Sehun menghela nafasnya ketika melihat naskah yang ada di tangannya. Sekarang ia sudah berada di dorm-nya lagi setelah pulang tadi pagi dari rumah Sohyun. Naskah dengan judul yang sama dengan karya Minah sebelumnya membuat Sehun heran. Kenapa naskah ini ada di rumah Sohyun merupakan pertanyaan pertama yang muncul di benak Sehun.

Dengan sigap ia membuka halaman demi halaman naskah tersebut, sembari mengingat bagian drama yang pernah tayang di televisi itu. Ah, dramanya belum lama berakhir, sehingga Sehun masih ingat seperti apa adegannya karena ia juga menonton drama itu.

Pria itu memperhatikan setiap kalimat perkalimat percakapan yang ada di naskah. Secara keseluruhan, naskahnya tidak jauh berbeda dengan yang ada di televisi. Ia berpikir bahwa mungkin Sohyun ingin belajar bagaimana cara menulis naskah yang baik saat itu dengan bantuan naskah dari Minah. Namun ketika netranya berhenti pada halaman ke dua puluh empat, matanya menajam pada satu buah bait paragraf.

Park Hyungsik menarik tangan Hwani. Pria itu mengajaknya untuk pergi ke sebuah taman air yang besar. Ketika langit malam begitu indah, Hwani merasakan jari jemarinya digenggam erat. Hyungsik berkata padanya, bahwa hiduplah sesuai yang kau inginkan. Hidupmu adalah dirimu, dan dirimu adalah hidupmu. Lakukanlah semua yang kau inginkan tanpa perlu ada yang kau takutkan.

Obsidian milik Sehun bergerak ke sisi kanan bawah, mencoba mengingat sesuatu dari kalimat pada paragraf ini. Sangat tak asing baginya, namun ia tahu di dalam dramanya, kalimat tersebut diganti dengan kalimat yang lain.

"Ah..." gumam Sehun dengan matanya yang membesar. Ia ingat sekarang. Sohyun pernah berkata padanya tentang naskah ini. Gadis itu bilang, bagian ini adalah bagian favorit dari naskah yang sedang ia buat.

"Tunggu..." kata Sehun dengan kening berkerut, "ia pernah bilang padaku kalau ini bagian kesukaannya dalam naskah yang ia buat. Maksudnya apa?"

Bermacam spekulasi mulai bertengger di kepala Sehun. Ia membaca kembali naskah itu, kemudian mulai membandingkannya dengan naskah drama The Chaser. Dan detik berikutnya, Sehun merinding ketika menyadari terdapat banyak kesamaan gaya menulis antara naskah Dear My Love, dengan The Chaser—yang Sehun tahu ada campur tangan Sohyun dalam menulisnya.

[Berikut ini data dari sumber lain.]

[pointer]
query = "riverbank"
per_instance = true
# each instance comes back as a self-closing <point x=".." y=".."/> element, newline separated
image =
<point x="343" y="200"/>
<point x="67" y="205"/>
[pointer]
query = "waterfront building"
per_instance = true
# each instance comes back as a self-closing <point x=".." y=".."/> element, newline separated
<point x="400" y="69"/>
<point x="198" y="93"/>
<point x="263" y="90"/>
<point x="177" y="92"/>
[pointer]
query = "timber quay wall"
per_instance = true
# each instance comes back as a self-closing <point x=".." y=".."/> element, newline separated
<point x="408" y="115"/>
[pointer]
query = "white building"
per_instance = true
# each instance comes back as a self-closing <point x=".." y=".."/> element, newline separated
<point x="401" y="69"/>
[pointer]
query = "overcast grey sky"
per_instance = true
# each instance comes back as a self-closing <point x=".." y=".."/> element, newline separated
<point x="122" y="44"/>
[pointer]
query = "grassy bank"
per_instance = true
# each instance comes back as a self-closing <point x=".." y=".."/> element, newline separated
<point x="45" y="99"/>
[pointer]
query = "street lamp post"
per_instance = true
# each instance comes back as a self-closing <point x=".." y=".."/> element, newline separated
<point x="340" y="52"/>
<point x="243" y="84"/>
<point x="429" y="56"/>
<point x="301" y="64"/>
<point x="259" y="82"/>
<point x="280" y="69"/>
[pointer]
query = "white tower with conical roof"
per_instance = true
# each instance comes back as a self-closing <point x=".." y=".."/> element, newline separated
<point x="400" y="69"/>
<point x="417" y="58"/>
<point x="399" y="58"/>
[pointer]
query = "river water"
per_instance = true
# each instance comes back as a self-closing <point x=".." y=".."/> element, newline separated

Kalimat bahasa, tanda baca, dan segala aspek kepenulisan lainnya, naskah ini memiliki banyak kesamaan. Berbeda dengan naskah yang ditulis Minah. Gaya bahasanya berbeda, terkesan nyaris tak ada nilai estetikanya, dan terlalu buru-buru untuk sebuah naskah drama.

"Mungkinkah naskah drama Dear My Love selama ini ditulis oleh Sohyun dan bukan Minah?" gumam Sehun pada dirinya sendiri.

Tapi bukan Sehun namanya jika ia mengambil sebuah kesimpulan tanpa sebuah latar belakang dan analisa yang benar. Ia pun memutuskan untuk membereskan tasnya, dan berniat untuk menemui Minah di kantor penerbit hari ini.

***

Kantor penerbit tempat Sohyun bekerja sebelumnya masih terasa sama. Namun tidak adanya sosok sahabatnya di tempat ini membuat suasananya tampak berbeda. Ia mendapatkan informasi bahwa Minah hari ini berada di kantor penerbit untuk menemui atasan penerbit, Park Chanyeol.

Pria itu cukup jadi sorotan karena menggunakan pakaian santai, tanpa penutup identitas sama sekali seperti topi, masker atau apapun. Gadis-gadis yang ada di kantor itu pun hampir berniat untuk mendekati Sehun untuk diajak berbicara. Namun karena pengawasan dari Junmyeon yang turut menemaninya hari itu, maka tidak ada yang berani mendekati, sekedar hanya mengambil gambar saja.

"Oh Sehun?"

'Yang dicari muncul juga,' gumam Sehun dalam hati.

"Halo," sapa Sehun dan juga Junmyeon sembari membungkukkan tubuhnya sedikit.